Petra Lammert - „Wie russisches Roulette“
Noch im vergangenen Jahr war die sportliche Zukunft von Kugelstoßerin Petra Lammert nach einem schweren Trainingsunfall mehr als ungewiss. Bei den Hallen-Europameisterschaften in Turin (Italien) feierte die 25 Jahre alte Neubrandenburgerin als Siegerin ein grandioses Comeback. Im Interview spricht sie unter anderem über ihre Verletzung und den Wettkampf in Turin.

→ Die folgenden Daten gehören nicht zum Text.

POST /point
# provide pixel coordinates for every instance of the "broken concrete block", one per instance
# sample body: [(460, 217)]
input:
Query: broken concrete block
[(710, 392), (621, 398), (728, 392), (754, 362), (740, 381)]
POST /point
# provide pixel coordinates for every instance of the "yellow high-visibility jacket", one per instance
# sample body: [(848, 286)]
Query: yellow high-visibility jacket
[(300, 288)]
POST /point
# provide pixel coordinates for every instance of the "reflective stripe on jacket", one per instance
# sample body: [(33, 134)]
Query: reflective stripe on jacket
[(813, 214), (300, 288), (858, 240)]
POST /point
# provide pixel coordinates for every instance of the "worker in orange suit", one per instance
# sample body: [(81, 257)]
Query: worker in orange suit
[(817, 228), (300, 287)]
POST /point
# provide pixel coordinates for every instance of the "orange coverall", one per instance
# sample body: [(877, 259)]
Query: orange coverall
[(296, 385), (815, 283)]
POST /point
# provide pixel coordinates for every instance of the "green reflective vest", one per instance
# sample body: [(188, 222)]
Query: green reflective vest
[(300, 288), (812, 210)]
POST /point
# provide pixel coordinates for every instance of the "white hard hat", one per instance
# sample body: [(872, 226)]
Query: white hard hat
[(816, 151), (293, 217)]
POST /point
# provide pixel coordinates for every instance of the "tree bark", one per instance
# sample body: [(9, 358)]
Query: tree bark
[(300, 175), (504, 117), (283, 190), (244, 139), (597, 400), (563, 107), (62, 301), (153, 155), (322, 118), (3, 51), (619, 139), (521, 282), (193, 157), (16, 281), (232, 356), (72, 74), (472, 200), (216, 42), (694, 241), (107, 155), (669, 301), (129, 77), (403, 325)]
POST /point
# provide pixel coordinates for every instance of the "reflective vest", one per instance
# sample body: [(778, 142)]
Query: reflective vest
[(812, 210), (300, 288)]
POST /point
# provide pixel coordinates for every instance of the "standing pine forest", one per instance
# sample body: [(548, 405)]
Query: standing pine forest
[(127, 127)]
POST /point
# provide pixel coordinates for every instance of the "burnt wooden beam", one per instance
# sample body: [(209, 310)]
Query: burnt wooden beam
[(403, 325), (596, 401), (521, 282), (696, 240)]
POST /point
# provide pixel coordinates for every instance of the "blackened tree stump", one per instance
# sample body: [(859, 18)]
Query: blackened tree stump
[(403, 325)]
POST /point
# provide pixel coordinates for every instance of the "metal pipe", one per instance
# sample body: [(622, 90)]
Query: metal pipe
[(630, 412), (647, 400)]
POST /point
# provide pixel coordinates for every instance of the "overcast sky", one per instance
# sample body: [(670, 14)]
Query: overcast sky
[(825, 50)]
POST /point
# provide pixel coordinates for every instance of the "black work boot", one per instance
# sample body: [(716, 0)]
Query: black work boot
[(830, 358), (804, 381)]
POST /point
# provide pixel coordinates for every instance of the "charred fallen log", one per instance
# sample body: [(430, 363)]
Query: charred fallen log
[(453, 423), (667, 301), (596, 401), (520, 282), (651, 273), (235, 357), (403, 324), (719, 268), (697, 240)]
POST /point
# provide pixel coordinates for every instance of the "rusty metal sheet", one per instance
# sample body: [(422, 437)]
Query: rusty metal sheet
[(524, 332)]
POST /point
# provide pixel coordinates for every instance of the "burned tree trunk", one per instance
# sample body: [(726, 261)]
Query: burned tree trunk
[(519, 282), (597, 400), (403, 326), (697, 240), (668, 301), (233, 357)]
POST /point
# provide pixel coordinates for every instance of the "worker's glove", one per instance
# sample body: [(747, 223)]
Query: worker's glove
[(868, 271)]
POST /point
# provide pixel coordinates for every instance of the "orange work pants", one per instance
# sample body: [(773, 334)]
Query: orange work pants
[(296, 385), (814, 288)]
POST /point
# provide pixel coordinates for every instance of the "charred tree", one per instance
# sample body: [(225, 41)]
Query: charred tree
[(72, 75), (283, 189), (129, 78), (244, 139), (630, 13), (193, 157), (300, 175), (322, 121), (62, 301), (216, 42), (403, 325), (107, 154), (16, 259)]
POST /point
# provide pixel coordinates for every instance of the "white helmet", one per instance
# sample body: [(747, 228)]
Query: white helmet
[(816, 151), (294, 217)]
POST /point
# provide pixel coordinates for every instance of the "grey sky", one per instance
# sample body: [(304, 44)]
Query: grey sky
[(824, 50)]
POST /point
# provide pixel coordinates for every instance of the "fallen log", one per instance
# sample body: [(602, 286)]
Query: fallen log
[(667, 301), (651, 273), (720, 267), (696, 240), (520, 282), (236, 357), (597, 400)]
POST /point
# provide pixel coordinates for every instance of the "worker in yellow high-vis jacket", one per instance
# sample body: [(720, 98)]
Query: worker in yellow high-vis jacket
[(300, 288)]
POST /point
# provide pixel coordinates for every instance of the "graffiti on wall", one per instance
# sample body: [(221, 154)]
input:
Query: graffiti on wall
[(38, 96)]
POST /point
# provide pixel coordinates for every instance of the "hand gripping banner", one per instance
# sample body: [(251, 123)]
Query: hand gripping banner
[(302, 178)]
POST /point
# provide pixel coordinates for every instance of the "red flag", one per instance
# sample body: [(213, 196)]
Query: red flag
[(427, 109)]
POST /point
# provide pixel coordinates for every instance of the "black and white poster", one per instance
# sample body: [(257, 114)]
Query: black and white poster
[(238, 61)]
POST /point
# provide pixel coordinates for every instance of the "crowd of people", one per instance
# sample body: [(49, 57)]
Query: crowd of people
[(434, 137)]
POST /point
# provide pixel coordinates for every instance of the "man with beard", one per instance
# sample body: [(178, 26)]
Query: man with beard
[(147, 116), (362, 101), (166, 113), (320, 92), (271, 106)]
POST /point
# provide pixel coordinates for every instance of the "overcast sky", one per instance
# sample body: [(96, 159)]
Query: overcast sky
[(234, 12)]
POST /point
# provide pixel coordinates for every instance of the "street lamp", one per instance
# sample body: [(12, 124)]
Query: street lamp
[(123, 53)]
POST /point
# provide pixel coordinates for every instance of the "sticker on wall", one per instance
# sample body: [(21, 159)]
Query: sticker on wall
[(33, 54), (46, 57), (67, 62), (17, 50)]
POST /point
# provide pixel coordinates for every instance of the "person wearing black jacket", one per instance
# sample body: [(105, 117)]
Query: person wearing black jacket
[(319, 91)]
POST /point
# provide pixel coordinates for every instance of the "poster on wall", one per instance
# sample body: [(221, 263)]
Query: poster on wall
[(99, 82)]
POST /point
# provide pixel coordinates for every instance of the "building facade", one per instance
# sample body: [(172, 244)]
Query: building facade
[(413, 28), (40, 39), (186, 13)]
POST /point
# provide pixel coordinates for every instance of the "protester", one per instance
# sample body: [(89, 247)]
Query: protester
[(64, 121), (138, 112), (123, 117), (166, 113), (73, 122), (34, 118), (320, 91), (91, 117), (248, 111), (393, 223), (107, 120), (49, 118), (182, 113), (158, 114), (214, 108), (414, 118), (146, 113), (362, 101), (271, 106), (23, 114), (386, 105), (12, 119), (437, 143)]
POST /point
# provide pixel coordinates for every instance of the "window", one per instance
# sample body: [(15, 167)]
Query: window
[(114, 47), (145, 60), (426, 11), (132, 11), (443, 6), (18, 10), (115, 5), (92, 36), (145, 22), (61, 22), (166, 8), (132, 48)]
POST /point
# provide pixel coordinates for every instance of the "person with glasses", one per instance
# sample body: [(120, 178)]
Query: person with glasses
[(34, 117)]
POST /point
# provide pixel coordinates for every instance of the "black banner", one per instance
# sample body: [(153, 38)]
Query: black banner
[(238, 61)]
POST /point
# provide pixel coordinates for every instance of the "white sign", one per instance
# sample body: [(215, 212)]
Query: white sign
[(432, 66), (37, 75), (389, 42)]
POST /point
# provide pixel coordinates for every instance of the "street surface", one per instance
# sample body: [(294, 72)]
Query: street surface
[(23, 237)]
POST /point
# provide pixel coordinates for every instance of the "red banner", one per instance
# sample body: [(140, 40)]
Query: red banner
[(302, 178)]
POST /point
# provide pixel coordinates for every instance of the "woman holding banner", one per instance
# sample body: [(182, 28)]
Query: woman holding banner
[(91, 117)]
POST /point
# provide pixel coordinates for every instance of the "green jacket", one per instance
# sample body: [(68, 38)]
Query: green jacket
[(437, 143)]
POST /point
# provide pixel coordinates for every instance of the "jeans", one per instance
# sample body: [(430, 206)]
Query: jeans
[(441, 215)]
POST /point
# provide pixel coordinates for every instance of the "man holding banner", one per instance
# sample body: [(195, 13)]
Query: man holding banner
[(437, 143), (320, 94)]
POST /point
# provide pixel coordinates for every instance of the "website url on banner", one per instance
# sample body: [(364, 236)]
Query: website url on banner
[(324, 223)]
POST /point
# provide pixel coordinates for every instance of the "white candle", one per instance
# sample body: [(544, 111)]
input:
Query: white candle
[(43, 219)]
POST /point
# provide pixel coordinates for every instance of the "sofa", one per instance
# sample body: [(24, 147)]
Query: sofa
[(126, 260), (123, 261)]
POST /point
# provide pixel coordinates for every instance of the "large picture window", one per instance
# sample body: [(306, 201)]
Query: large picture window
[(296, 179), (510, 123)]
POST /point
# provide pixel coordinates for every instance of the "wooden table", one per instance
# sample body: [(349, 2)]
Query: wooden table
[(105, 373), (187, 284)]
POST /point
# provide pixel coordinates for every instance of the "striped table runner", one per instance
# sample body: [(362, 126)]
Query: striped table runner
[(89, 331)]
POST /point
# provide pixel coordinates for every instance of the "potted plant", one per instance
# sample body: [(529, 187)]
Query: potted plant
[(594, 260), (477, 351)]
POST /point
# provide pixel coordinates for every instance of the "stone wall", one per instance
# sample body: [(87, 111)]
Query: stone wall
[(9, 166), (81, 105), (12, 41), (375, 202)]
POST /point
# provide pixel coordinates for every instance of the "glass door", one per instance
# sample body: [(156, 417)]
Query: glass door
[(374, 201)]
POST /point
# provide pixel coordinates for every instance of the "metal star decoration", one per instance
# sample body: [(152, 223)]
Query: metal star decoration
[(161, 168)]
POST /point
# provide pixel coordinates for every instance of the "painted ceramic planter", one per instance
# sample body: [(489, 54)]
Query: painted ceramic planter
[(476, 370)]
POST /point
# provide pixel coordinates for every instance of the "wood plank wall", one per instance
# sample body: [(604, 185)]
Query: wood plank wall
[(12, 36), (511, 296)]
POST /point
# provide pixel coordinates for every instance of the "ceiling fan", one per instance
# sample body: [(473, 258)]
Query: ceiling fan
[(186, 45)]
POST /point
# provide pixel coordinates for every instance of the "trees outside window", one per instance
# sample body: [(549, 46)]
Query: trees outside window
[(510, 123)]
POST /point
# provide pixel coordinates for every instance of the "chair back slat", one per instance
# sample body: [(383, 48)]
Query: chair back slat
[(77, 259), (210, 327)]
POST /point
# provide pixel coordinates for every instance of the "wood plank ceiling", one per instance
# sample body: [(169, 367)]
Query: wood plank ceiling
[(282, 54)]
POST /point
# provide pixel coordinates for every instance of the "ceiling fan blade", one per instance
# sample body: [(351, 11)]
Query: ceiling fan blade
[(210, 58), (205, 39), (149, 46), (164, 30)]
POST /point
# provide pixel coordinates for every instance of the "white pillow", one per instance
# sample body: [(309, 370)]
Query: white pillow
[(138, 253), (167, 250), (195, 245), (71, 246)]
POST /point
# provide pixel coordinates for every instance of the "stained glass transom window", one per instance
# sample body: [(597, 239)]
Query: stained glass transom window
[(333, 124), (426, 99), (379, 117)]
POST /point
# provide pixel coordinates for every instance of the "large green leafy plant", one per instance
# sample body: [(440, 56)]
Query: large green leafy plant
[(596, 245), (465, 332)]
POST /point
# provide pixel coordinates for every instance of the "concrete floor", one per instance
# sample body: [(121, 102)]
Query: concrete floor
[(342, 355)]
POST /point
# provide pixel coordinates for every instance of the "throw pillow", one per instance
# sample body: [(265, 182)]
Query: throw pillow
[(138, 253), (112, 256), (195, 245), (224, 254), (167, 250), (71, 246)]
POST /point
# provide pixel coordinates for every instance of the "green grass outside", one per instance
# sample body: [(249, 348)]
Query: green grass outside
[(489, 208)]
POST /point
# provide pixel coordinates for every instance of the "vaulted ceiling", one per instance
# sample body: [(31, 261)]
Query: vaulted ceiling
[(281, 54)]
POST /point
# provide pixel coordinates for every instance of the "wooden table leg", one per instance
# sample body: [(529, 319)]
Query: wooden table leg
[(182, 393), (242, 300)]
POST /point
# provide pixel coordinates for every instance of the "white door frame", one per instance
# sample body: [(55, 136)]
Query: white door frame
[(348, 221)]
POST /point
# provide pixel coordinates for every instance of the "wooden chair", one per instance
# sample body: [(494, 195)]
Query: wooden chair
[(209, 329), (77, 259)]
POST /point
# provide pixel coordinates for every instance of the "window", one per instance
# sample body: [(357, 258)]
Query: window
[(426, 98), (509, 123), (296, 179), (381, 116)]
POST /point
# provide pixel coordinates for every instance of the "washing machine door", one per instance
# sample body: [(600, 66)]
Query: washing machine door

Petra Lammert, herzlichen Glückwunsch zum Titel. Denise Hinrichs hätte Ihnen im letzten Durchgang noch als Einzige den Sieg entreißen können. Wie haben Sie ihren letzten Versuch erlebt? Petra Lammert:Der Versuch war schon sehr überraschend, für jeden wohl. Ich wusste nicht, wie weit er war, nur dass er weit war und in den Bereich meines weitesten Stoßes kommen könnte. So gezittert habe ich noch nie in meinem Leben. Aber dann waren es nur drei Zentimeter, die uns getrennt haben, und ich war die Bessere.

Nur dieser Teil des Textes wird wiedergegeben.